Antiretroviral drug regimens have been implicated as factors in the increased risk of coronary artery disease and myocardial infarction in those with HIV infection. Here: practical measures for prevention and screening.
The introduction of antiretroviral therapy (ART) has meant longer survival for patients with HIV infection. And with longer survival has come the emergence of chronic diseases-including an increased incidence of coronary artery disease (CAD) among these patients.
Patients with HIV infection now have a 1.5 to 2-fold greater risk of developing CAD compared with non-infected individuals, raising the independent risk of CAD in HIV infection to levels similar to those in diabetes, state researchers led by Dr. James Nadel, St Vincent's Hospital, Sydney, Australia. They propose that the use of stress echocardiography and/or computed tomography coronary angiography (CTCA) is appropriate in the screening of moderate-risk to high-risk HIV-positive patients.

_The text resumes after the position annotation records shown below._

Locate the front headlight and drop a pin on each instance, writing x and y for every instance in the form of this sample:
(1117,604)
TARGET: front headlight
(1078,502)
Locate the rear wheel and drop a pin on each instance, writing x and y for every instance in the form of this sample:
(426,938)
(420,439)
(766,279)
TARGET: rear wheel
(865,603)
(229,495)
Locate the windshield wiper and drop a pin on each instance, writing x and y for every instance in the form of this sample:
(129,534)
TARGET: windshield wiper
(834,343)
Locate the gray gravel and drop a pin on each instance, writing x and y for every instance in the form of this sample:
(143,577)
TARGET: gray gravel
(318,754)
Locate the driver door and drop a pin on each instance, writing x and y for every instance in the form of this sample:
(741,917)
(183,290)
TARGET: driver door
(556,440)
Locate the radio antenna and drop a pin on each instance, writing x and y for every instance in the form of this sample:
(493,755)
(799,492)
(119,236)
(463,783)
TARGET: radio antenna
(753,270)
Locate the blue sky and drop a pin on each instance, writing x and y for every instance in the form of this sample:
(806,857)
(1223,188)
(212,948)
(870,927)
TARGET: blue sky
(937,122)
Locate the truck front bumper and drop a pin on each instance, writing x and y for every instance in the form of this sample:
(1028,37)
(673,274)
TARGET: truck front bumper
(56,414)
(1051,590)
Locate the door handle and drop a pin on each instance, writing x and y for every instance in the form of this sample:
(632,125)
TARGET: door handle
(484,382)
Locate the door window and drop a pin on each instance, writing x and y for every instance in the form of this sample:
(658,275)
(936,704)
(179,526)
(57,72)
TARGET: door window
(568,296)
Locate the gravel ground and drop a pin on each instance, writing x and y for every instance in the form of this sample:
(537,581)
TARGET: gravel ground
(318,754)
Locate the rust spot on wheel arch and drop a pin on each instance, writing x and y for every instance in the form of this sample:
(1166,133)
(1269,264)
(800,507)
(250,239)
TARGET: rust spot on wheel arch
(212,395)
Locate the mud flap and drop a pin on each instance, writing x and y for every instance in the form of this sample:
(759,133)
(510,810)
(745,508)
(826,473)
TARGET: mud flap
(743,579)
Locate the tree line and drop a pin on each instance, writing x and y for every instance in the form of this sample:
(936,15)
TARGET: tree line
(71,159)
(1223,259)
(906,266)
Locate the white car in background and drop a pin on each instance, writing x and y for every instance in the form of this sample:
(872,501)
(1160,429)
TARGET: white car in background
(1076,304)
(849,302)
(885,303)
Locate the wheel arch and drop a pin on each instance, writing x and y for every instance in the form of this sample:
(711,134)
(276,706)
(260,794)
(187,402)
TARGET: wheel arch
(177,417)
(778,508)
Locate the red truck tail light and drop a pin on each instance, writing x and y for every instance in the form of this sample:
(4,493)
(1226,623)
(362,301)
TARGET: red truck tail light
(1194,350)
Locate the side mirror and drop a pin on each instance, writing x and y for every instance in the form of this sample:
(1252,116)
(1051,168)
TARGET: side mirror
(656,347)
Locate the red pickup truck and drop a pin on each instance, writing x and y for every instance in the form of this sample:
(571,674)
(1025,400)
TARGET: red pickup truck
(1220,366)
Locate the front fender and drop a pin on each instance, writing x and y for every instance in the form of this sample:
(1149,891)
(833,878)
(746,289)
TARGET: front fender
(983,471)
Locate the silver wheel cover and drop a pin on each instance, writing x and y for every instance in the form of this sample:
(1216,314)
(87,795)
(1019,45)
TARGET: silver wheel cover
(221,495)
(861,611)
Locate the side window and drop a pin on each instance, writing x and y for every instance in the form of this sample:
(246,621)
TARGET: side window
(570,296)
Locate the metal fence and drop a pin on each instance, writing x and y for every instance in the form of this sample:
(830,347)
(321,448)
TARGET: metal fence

The researchers published their review of screening and risk assessment for CAD in HIV infection in the April 2017 HIV Medicine.1
“Increased risk of CAD in patients with HIV infection has been associated with the inflammatory sequelae of the infection as well as the greater prevalence of cardiac risk factors in HIV-positive populations and the side effects of life-prolonging ARTs. CAD has emerged as an important cause of mortality and morbidity in those living with HIV,” they stated.
Those with HIV infection and symptomatic CAD present at a younger age and experience a higher rate of post-angioplasty restenosis. Also, coronary artery plaques have been found to be more prevalent and extensive in HIV-infected men, they noted.
Antiretroviral drug regimens have been implicated as factors in explaining the risk of CAD and myocardial infarction in those with HIV infection. Protease inhibitors and some nucleoside reverse transcriptase inhibitors are thought to increase the risk of CAD development, but data are conflicting, the researchers stated.
Lipid abnormalities in patients on ART include increased total cholesterol, with decreased HDL cholesterol, and high triglyceride levels. Absolute LDL cholesterol levels may therefore underestimate the cardiac risk of treated HIV-infected patients, they warned.
Just as with the general population, first-line intervention for all patients with HIV infection should include lifestyle modifications. Consider metabolically favorable ART drug regimens, and if the patient needs oral hypoglycemic drug therapy, choose insulin-sensitizing agents, such as metformin or thiazolidinediones. Also, consider how lipid-lowering agents interact with ART have been implicated in the down-regulation of cytochrome P450 3A4 (CYP34A). Atorvastatin, which is not entirely metabolized by CYP34A, should be the first-line hyperlipidemia agent in the HIV-infected patient, they noted.
When it comes to screening at-risk HIV-infected patients, the researchers offered, “for those with optimal medical management we suggest the use of stress echocardiography to assess for life-threatening plaque. In those with suboptimal medical management or poor metabolic control or in the case of clinician uncertainty regarding management, we advocate the use of CTCA in an effort to assess the burden of disease and dictate the aggressiveness of pharmacological therapy or the need for further intervention.”
They noted that failure to recognize HIV infection as a significant independent risk factor in acute coronary syndrome may be responsible for poorer outcomes in acute and sub-acute settings.
1. Nadel J, Holloway CJ. Screening and risk assessment for coronary artery disease in HIV infection: an unmet need. HIV Med. 2017 Apr;18(4):292-299.